The standard of living that most people in the US enjoy is more thanks to the exploitation of the workers and resources of the global south than it is to some inherent positive quality of capitalism. Take that away and US Americans would have a very different life from what they have come to expect. For the working class in the US, without all that exploitation I don't see how our lives would be materially different from workers in the global south.

And I haven't even gotten into how much of our lifestyle is driven by environmental exploitation! US Americans consume resources at something like 5X what is considered a sustainable rate. Force us to live sustainably and that would be another huge blow to treatflow and the "success" of capitalis.

  • axont [she/her, comrade/them]
    ·
    3 years ago

    This is a huge reason why it's so difficult to develop any sort of class consciousness among Americans too. Even among the more clever people I talk to, there's a line that Marxism is outdated because economies no longer operate on farm and factory labor.
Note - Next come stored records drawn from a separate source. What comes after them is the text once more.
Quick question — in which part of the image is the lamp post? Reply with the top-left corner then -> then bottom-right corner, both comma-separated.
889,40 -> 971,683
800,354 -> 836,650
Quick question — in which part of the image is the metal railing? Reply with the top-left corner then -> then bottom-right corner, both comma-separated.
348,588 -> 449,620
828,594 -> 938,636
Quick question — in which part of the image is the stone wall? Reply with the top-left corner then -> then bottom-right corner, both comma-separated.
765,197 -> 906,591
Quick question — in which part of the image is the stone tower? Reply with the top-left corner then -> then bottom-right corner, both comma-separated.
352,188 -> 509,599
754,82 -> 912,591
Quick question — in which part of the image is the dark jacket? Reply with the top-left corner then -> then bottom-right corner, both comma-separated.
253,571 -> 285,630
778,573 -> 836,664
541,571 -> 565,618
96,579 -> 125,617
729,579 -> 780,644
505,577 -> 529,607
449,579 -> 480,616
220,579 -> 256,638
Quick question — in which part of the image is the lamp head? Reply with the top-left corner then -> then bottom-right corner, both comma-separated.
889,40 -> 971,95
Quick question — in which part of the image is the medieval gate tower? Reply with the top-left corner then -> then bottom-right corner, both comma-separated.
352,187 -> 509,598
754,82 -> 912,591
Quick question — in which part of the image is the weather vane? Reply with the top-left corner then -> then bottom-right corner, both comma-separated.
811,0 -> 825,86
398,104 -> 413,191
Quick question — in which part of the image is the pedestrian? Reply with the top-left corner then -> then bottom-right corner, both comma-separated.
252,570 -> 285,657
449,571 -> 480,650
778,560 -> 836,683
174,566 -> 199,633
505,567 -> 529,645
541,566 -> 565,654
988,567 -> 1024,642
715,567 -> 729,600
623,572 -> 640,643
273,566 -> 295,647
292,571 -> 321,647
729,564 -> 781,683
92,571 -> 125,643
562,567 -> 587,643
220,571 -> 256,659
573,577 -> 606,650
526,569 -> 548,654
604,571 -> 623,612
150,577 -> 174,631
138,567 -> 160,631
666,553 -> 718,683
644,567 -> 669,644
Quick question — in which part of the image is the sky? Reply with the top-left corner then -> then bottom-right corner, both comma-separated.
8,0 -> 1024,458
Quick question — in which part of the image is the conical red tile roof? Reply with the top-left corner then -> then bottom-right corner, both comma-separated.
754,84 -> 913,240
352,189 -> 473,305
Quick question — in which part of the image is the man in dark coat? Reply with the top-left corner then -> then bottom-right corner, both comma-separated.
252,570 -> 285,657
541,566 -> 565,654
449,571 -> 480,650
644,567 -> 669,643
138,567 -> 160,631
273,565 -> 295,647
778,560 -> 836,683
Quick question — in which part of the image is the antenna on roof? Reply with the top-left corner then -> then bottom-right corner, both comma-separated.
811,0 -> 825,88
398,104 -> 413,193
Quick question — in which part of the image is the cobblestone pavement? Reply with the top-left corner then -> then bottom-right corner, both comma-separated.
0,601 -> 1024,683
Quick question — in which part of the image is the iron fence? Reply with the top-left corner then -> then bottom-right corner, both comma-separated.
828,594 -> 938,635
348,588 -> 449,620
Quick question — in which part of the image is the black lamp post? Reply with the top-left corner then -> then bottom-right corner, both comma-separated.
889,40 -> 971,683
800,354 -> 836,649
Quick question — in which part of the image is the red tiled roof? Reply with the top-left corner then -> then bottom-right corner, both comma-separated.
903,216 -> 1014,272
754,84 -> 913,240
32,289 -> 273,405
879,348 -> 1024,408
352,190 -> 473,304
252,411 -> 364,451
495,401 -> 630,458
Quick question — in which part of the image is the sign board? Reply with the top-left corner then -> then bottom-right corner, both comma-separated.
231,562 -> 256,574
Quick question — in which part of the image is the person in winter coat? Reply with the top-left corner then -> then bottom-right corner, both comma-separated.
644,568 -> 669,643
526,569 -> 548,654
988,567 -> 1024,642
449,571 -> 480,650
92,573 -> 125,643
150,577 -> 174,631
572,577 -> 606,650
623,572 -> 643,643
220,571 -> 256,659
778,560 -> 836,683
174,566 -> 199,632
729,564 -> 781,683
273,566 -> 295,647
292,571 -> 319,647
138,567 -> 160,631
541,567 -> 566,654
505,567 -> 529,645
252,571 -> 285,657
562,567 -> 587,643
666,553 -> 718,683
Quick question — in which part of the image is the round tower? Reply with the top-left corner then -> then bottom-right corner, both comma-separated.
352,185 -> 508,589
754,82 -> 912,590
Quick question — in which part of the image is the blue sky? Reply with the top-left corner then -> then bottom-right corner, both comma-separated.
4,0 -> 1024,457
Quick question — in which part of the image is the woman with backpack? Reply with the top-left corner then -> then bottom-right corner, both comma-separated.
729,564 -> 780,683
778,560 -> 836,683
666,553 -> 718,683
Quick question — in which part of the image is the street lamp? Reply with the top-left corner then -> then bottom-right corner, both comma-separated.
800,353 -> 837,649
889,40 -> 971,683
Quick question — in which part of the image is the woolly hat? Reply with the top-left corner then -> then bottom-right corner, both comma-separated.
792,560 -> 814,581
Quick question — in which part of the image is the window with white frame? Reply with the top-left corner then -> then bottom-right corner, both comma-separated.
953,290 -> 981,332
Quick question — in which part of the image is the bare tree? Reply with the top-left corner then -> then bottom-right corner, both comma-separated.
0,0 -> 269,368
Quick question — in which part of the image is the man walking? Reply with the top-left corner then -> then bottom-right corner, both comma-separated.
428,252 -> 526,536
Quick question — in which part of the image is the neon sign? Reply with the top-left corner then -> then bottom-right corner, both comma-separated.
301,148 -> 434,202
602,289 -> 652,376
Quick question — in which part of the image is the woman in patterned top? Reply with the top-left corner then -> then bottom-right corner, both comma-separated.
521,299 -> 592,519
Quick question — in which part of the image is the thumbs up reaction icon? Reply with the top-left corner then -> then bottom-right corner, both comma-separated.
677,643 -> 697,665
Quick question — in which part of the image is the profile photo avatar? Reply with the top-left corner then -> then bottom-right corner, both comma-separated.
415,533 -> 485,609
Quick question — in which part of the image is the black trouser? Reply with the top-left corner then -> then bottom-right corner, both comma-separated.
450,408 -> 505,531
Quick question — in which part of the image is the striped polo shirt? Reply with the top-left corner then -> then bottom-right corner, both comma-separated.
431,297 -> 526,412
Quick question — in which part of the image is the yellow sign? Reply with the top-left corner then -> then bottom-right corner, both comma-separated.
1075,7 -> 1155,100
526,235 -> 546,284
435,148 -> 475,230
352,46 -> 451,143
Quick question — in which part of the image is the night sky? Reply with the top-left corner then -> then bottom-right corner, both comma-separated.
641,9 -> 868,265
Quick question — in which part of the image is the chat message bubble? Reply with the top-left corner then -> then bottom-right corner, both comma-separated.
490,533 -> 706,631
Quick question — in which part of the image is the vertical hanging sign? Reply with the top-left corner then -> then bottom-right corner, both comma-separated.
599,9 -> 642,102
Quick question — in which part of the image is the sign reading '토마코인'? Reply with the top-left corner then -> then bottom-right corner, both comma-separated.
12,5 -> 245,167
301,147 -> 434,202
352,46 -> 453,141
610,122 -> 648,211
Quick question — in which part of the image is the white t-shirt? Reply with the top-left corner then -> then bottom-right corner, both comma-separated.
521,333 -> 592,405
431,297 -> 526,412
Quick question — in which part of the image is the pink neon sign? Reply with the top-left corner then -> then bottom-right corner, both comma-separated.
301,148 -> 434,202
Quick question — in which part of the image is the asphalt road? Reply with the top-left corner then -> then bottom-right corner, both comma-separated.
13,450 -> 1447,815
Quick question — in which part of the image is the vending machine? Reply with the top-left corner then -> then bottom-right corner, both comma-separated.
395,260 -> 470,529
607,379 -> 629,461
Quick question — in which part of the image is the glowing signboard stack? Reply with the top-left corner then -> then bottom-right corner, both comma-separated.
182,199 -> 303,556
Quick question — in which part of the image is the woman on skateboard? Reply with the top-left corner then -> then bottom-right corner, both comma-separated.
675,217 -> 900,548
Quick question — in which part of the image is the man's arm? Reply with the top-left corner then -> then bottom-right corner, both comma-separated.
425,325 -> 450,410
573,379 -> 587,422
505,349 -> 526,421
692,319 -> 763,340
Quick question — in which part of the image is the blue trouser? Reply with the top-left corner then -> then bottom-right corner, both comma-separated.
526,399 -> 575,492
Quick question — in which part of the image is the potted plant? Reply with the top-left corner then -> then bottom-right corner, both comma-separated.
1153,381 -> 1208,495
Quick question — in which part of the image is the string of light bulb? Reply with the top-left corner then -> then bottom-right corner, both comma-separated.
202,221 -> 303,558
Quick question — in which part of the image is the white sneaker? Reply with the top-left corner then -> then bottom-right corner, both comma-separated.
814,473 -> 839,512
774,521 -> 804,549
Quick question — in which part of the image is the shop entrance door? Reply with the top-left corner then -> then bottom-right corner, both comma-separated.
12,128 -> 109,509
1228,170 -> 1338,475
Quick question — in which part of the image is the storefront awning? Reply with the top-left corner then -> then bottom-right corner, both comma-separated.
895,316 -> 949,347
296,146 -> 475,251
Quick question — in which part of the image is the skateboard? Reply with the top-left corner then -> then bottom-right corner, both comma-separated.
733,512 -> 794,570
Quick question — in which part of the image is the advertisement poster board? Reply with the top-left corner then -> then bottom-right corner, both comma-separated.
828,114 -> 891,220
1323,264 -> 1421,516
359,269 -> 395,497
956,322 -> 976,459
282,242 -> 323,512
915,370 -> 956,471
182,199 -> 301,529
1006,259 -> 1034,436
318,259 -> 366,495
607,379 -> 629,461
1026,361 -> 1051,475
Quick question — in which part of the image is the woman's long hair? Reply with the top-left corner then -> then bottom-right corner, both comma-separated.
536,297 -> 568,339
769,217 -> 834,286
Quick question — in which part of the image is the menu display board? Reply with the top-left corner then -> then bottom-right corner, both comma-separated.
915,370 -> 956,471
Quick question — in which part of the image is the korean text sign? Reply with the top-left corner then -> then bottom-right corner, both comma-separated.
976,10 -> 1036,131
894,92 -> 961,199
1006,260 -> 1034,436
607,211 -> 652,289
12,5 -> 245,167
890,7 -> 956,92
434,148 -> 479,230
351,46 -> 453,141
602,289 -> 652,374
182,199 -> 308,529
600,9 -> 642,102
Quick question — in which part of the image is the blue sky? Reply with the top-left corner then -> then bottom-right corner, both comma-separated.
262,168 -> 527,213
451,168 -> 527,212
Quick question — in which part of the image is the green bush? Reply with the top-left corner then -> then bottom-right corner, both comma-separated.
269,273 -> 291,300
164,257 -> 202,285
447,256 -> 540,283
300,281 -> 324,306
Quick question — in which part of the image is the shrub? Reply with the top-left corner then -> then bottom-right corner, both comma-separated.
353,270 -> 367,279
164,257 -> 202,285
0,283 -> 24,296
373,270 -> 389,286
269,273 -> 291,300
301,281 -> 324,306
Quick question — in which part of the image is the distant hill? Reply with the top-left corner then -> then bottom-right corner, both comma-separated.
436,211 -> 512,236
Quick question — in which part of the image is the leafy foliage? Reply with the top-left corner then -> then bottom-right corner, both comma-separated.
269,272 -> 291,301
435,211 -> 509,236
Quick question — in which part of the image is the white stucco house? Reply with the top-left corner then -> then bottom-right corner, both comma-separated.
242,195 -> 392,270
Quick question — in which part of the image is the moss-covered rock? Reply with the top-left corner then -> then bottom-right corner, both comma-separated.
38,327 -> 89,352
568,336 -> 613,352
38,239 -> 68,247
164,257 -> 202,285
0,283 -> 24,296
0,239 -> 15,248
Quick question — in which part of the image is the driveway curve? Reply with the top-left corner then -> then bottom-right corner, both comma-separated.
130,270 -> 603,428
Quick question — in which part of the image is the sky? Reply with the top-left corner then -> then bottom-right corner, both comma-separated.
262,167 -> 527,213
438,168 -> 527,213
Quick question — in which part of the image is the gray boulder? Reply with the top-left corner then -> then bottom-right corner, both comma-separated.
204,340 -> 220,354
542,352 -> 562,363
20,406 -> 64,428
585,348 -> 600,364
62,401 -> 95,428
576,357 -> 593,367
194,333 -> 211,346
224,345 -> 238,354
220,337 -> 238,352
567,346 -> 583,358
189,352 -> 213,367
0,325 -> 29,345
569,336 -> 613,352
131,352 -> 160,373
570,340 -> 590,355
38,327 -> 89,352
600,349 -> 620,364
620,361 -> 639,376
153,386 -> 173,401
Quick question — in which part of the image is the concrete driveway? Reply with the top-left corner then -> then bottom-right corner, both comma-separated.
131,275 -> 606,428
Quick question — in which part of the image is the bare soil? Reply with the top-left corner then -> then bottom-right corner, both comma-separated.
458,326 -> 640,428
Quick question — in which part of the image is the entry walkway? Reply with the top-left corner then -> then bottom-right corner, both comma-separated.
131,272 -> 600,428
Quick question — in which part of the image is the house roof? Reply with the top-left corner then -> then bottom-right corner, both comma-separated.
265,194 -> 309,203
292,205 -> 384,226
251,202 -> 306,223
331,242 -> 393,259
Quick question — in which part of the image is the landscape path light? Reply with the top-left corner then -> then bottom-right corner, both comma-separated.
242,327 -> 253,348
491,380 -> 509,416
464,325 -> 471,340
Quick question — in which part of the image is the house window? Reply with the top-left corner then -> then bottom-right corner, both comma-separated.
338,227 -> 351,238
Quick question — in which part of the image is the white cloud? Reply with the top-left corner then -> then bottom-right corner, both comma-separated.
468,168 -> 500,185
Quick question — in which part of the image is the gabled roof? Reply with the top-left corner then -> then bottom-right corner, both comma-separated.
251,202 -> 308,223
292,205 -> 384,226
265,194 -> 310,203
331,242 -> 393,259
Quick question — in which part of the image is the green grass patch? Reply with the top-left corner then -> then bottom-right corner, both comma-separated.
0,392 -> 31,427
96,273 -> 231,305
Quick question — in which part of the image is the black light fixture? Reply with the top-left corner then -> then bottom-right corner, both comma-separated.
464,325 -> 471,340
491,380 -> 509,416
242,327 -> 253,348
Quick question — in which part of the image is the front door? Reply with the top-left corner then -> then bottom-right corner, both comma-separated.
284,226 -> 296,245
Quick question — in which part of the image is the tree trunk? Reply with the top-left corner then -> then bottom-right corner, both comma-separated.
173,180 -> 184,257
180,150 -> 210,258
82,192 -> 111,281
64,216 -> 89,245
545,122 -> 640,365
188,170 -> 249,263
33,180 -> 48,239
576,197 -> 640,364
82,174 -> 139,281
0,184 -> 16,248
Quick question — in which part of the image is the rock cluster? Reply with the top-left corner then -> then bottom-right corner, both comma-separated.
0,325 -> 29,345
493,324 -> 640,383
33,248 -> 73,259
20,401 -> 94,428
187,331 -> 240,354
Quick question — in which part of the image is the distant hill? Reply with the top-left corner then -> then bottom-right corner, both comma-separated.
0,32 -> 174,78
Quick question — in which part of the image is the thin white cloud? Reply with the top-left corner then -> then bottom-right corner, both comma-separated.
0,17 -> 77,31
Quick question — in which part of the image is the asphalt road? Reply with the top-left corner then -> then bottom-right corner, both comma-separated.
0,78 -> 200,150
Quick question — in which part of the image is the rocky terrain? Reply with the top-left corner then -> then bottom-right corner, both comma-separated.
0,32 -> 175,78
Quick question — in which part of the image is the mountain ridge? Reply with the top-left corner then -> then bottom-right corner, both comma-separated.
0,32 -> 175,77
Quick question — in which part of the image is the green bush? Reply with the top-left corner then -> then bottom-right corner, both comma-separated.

These people say this while wearing sweatshop shoes and eating strawberries picked in Honduras for $1 per day. Production seems invisible or a thing of the past. I can't even begin explaining to my fellow Americans how capitalism functions without getting into how much we hollow out other countries. We live on their suffering as a kind of pillow to keep us from revolting. Now that capitalism is begining to seize up, there's some resentment building, but it's going to take a lot of international solidarity for Americans to give a shit.

    • KermitTheFraud [they/them]
      ·
      3 years ago

      Without communist orgs reorganizing communities and teaching basic theory, Americans will fall to some form of neofascism. Our relationships to the life-sustaining means of production are so distant and the ones we are close to have been invented largely to stop us from even recognizing them for what they are. Uber automates the socialization those means in order to obscure the fact that they still dictate what those relations are. It doesn’t matter if you own your car instead of Uber because it doesn’t matter if you specifically work for Uber, but in aggregate they still retain full dictatorial power over their workers. They’ve basically bypassed a lot of the legally-induced costs of turnover and allow their labor to remain plentiful through pooling. Their servers handle the logistics of that pooling and therefore allow them to retain control.